Adapter à vos ingrédients locaux : la cuisine bangladaise utilise ce qui est disponible. Vous n’avez pas de courge indienne ? Prenez du potimarron. Pas d’aubergines longues ? Les rondes fonctionnent parfaitement. L’esprit compte plus que l’ingrédient exact.

Pour approfondir votre pratique : préparez vos pâtes d’épices à l’avance (ail-gingembre mixés, conservés au frigo dans l’huile), stockez vos épices dans des contenants hermétiques à l’abri de la lumière, investissez dans un bon mortier pour moudre épices et graines fraîches.

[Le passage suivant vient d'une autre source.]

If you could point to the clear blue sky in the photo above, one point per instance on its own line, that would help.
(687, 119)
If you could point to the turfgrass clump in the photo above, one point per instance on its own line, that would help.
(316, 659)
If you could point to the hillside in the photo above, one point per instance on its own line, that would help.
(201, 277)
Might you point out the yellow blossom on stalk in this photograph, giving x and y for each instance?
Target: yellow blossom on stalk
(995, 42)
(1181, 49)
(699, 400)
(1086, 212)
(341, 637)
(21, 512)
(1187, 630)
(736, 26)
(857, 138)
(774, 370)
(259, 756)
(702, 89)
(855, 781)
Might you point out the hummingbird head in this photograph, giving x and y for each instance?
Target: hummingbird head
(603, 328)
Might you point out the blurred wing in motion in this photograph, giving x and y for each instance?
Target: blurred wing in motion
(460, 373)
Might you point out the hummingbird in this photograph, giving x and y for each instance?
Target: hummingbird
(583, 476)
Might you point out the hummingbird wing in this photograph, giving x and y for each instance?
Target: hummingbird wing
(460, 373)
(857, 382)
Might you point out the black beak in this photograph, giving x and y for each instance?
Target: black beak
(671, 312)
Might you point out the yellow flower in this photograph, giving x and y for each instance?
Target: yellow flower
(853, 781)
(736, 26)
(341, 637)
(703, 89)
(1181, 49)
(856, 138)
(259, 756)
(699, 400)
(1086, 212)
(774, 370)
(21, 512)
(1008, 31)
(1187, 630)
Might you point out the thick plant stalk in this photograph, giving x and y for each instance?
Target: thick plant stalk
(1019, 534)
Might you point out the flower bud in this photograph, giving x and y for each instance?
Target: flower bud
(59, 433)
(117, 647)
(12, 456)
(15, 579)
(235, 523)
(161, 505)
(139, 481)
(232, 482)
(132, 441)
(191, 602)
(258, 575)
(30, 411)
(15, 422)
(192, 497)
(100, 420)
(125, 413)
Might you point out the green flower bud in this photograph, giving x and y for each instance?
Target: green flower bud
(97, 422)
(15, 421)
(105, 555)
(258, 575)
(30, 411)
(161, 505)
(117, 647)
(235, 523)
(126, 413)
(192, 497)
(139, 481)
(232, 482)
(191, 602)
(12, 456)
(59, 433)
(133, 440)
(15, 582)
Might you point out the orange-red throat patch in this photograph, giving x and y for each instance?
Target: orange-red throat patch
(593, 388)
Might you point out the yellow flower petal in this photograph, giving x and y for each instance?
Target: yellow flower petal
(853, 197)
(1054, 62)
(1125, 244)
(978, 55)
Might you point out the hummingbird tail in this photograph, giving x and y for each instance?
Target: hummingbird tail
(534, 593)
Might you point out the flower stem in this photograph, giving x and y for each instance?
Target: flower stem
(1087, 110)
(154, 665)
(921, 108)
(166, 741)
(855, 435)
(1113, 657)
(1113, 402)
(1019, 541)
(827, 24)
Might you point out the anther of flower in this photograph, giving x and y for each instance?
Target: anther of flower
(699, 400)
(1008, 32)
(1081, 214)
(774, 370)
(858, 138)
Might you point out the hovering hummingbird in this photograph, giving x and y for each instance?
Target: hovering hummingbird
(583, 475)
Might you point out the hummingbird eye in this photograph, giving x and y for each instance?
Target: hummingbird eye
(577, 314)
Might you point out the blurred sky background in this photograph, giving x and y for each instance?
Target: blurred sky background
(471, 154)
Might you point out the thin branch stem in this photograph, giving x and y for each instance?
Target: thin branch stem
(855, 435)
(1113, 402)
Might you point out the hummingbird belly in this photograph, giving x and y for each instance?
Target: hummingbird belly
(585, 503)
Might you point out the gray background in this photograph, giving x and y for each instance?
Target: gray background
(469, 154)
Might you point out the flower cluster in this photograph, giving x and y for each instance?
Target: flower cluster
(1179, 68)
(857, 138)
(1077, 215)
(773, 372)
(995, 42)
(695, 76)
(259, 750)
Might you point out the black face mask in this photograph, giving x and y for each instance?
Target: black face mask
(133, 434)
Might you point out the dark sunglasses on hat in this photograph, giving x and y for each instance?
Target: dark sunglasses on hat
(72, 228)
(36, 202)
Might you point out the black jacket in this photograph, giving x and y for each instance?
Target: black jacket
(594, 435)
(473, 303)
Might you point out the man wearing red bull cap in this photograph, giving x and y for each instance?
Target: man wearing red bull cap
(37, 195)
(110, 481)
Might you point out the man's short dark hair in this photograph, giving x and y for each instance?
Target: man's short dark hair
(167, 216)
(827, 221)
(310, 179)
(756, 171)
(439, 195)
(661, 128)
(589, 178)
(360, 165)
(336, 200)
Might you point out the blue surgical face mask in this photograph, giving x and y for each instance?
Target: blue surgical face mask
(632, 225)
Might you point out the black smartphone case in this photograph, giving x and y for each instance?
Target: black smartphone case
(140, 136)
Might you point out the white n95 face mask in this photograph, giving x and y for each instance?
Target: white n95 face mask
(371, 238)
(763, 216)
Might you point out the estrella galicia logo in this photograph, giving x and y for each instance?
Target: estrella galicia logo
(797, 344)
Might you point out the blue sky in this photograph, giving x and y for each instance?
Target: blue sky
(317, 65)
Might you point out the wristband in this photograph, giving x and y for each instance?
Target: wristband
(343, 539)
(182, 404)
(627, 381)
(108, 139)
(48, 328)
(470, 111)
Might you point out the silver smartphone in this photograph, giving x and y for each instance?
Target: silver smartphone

La cuisine bangladaise récompense la patience et l’ajustement progressif. Chaque famille a ses proportions, ses tours de main transmis de génération en génération. Vos premières tentatives ne seront peut-être pas parfaites, mais elles seront déjà délicieuses et authentiques dans leur démarche. L’important reste de prendre plaisir à cuisiner et à partager ces découvertes autour d’une table généreuse, à la manière dont on le fait au Bangladesh : avec chaleur, simplicité et générosité.